Chitosan particles loaded with active agents by spray drying

Fig. 2: Scanning electron microscope image of the particles loaded with TGF-β.

Various particle technologies were used at the Fraunhofer IGB to formulate micro- and nanoparticles loaded with active agents. We use small molecules or proteins as active pharmaceutical ingredients (APIs). Chitosan, as well as its derivative chitosan hydrochloride, was chosen as the base material for the particles. Chitosan is a biobased, biocompatible polymer obtained from crustacean shells, which has antimicrobial properties. We have been able to successfully develop spray-drying procedures for the formulation of active agents that are implemented in wound healing, such as e.g., dexpanthenol or TGF-β (transforming growth factor). The Fraunhofer IGB has the Büchi Mini Spray Dryer B-290 and the Nano Spray Dryer B-90 available for this. The process parameters for spray drying using the Mini Spray Dryer were verified by design of experiments (DoE). This assures simple upscaling of the process parameters for the transmission of the spray drying process to the large-scale production process.

Optimized particle size for optimal integration into the wound dressing

Figure 3: 3D representation of the interaction of the significant parameters in the statistical design of experiments.
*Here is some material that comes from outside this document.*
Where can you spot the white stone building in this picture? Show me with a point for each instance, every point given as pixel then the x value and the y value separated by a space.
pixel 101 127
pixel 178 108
Dexpanthenol and TGF-β-loaded chitosan and chitosan hydrochloride particles can be produced using both the Mini and Nano Spray Dryer (Figs. 1 and 2). Design of experiments is, among other things, suitable for the optimization of the process parameters with regard to particle size. This process helped us to create a model that enables the targeted setting of the particle size (d50) during particle production in the Mini Spray Dryer. This allowed us to produce chitosan particles with defined particle sizes of 2 µm, 5 µm and 10 µm. The particles were integrated into fibers of the CE certified silica fiber wound dressing (Fig. 4) at the Fraunhofer ISC. Chitosan particles with a diameter smaller than 5 µm were most suitable for this.

Crosslinking for controlled active agent release

Fig. 4: Scanning electron microscope image of chitosan particles that were introduced into the fibers of the silica fiber wound dressing.

For the controlled release of the active agents, the chitosan and chitosan hydrochloride particles were crosslinked using ionic gelation with tripolyphosphate (TPP), and subsequent spray drying. The concentration of tripolyphosphate was varied and proportions of 0, 4, 7, 10 and 12 percent crosslinker were employed. The release rate of the active agent can effectively be controlled by the additional crosslinking of the matrix and the chosen level of crosslinking.

Conclusions and outlook

Spray drying is suitable as a process for the production of particle-based formulations for improved wound healing. The particles were successfully integrated into the wound dressing. The release properties of the active agents and particles can further be optimized by the variation of the capsule material or the additional coating of the particles. Various crosslinkers (covalent and non-covalent) in the production of the chitosan particles are currently being tested for this.

The particle systems developed here could be transferred to the most varying problems in the area of formulation, as well as small molecule agents and biopharmaceuticals. This has already enabled interferon to be encapsulated while retaining full bioactivity [1].


[1] Gruber-Traub, C.; Burger-Kentischer, A.; Gretzinger, S.; Hirth, T.; Weber, A. (2012) Spray drying of BSA- and interferon-β loaded chitosan particles. Chemie Ingenieur Technik 84, 343-348


We would like to thank the Fraunhofer-Gesellschaft for funding the project “SKIN HEAL”, within the ”Markets Beyond Tomorrow” program.